Tudem Yayınları’nın, okumaya isteksiz ve okuma güçlüğü çeken çocuklar için özel olarak hazırladığı SEN de OKU koleksiyonu, kitapları eğlenceli kılan bir okuma deneyimi vadediyor.
Tanıtım bülteninden
Kelimelerle mücadele eden çocuklar, daha önce hiç karşılaşmadıkları türden, rengârenk kitaplarla tanışma fırsatı yakalayarak okuma sevgisi kazanıyor!
Fark yaratan özellikler…
SEN de OKU koleksiyonu, kitaplara mesafeli duran çocukların rahat okuyabilecekleri metinsel ve fiziksel özelliklere sahip, ilgilerini çekecek güncel konulara ve temalara değinen resimli kitaplardan oluşuyor.

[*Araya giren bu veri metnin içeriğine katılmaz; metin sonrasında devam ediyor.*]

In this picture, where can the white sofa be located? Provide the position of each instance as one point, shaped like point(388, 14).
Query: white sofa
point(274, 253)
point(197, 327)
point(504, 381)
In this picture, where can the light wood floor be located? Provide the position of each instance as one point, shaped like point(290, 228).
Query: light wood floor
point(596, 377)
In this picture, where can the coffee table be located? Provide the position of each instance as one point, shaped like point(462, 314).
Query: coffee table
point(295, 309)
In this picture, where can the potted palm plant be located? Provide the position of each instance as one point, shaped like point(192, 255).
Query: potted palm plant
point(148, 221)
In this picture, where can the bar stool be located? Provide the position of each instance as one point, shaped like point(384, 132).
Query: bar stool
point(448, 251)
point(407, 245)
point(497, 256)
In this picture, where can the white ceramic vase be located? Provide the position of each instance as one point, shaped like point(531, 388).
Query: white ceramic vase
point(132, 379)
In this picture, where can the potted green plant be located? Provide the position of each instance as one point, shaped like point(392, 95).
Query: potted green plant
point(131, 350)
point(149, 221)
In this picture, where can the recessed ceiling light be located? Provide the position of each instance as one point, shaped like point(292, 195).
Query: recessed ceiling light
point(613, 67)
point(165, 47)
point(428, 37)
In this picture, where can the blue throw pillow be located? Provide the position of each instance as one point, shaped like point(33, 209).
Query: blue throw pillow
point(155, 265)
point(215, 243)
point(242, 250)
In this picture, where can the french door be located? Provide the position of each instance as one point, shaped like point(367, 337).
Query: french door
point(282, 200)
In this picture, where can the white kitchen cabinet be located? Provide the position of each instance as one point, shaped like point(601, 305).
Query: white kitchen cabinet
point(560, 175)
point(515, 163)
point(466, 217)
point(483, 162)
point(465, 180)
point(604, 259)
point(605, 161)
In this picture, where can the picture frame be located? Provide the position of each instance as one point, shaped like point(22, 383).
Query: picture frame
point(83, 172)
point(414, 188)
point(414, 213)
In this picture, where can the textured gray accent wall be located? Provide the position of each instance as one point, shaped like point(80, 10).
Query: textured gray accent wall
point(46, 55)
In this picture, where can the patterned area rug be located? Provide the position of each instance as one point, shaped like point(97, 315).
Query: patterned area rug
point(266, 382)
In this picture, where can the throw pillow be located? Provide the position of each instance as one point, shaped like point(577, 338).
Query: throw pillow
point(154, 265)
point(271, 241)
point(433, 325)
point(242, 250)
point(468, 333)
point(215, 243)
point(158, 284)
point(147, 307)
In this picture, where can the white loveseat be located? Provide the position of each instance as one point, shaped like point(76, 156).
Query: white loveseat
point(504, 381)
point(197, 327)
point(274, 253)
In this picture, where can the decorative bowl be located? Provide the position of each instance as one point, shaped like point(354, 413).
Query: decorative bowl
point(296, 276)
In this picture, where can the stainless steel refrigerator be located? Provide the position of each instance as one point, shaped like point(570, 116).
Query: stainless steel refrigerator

Sade, kolay anlaşılır dili; okuma akışına yardımcı olması için özel olarak tasarlanmış yazı tipi; göz yorgunluğunu azaltıp metnin rahat algılanmasını sağlayan hafif renklendirilmiş kalın kâğıdı ve rahat okumayı üst düzeye taşıması için harfler, satırlar, paragraflar arası geniş boşluk kullanımıyla fark yaratan SEN de OKU koleksiyonu, okumaya isteksiz ve okuma güçlüğü çeken çocukları kitapların renkli dünyasıyla buluşturuyor.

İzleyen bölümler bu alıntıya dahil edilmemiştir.